3: The quadruple rolling top formation centred around November.
4: A new May high for the upmove followed by a lower peak in a small A-B-C type correction;
5: A magnificent breakout.
When I heard James Turk and Ben Davies talking about big mid-year rallies in gold for 2011 (James Turk talking about $1800 gold and Ben Davies talking about a +$400 move), I wondered if the similar patterns hinted that gold might have a similar breakout to the one we experienced in silver from August 2010 to May 2011. The gold breakout has now followed in August 2011, true to the pattern. No guarantees that it will match silver's move, but what if it does?
Gold has had its initial breakout and we seem to be in the repair mode of a correction since I made these charts. Gold topped at about $1820 and corrected to around $1725. It has now repaired the price to about $1780. Interestingly, this correction (so far, as of 17/8/2011) doesn't even show up as a single down candle on the weekly chart.
That recent breakout move up to $1820 has a bit of a parabolic look to it. Dan Norcini has said that as the price moved up to $1800, there was considerable covering of short positions. Then there was the correction to $1725 and the subsequent repair to $1780 as of today (17/8/2011). So, where might the equivalent point on the silver chart be? I have marked these points on the silver rally X, Y and Z.
X would be the point where the move in silver accelerated. I called that the November 'Fireworks' in silver around November 5th 2010 with increased volatility. Interestingly, the period after that was a period of increasing silver prices with some small corrections with short covering and long liquidation observed closely by Dan Norcini in his blog at the time. That would be a good parallel to gold right now and was at the $27 price range in silver.

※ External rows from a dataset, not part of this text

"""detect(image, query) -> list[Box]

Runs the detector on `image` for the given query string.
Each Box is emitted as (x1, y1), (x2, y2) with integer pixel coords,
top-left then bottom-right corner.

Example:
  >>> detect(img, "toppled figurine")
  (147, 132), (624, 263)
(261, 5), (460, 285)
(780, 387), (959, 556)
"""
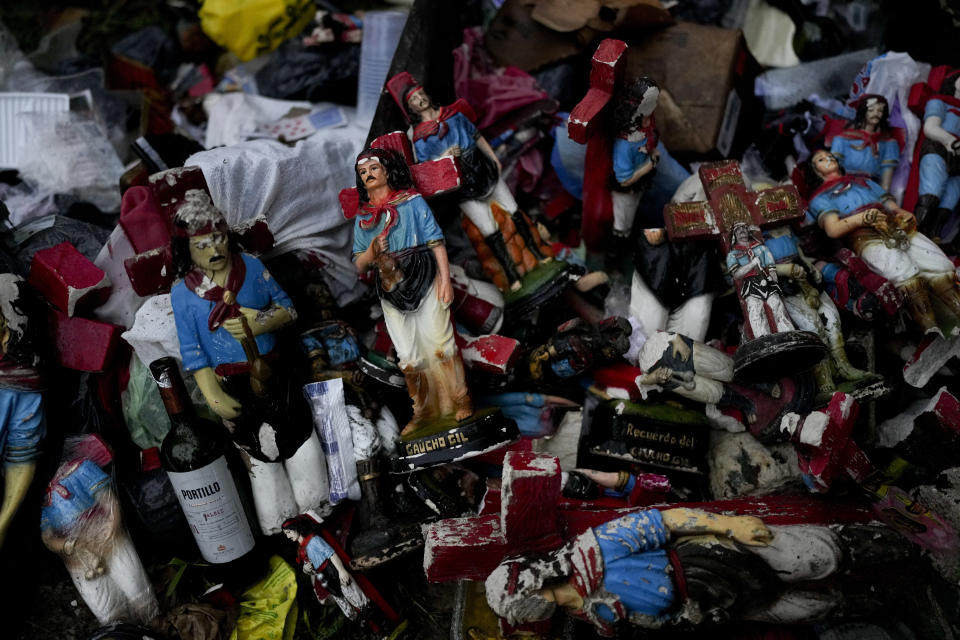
(486, 508), (911, 636)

Y would be the point where silver started a potentially parabolic move in the high $30s price range, say around $35 and it had a small correction and consolidation there.
Z would be the really undeniably parabolic move in silver to the top at $49.75 with the large corrections (a $5 drop in one day followed by a double top formed over $49 and the 11 minute $6 plunge to $42 and then price crashing to $32 over the next few days.
However, gold has dropped since reaching $1820 over a few days to $1725 or so intraday and now rallied back more than the Fibonacci 61.8% retracement of the downmove and gone to nearly $1780+. In fact, 75%of the fall has been retraced in the rally. maybe gold is forming a bullish flag pattern (a oennant) or maybe it is going to move through to a new high soon, similar to silver at points X and Y.
The most optimistic scenario would be to say gold is currently at point X ad the rally could last until next May.
So, what might be a target for gold based on these charts?
Start of silver rally was $18. Point X = $25, Point Y = $35, point Z = $40.
X, Y and Z are 39%, 94% and 177% above the starting point.
If we assume gold is at Point X now at about $1780 and the rally started at approx. $1520 (the average of the last short term high and low). Point X is an increase of 17%.. Proportionately therfore, points Y and Z could be at 41% and 77%. On this model, Z would be the top of the rally before a big correction. If gold goes to point Z it could reach :
$1520x1.77 = $2690 by end of May 2011.
Do your own due diligence! No advice is meant or implied by this blog. I have long positions in gold and am excited about it right now.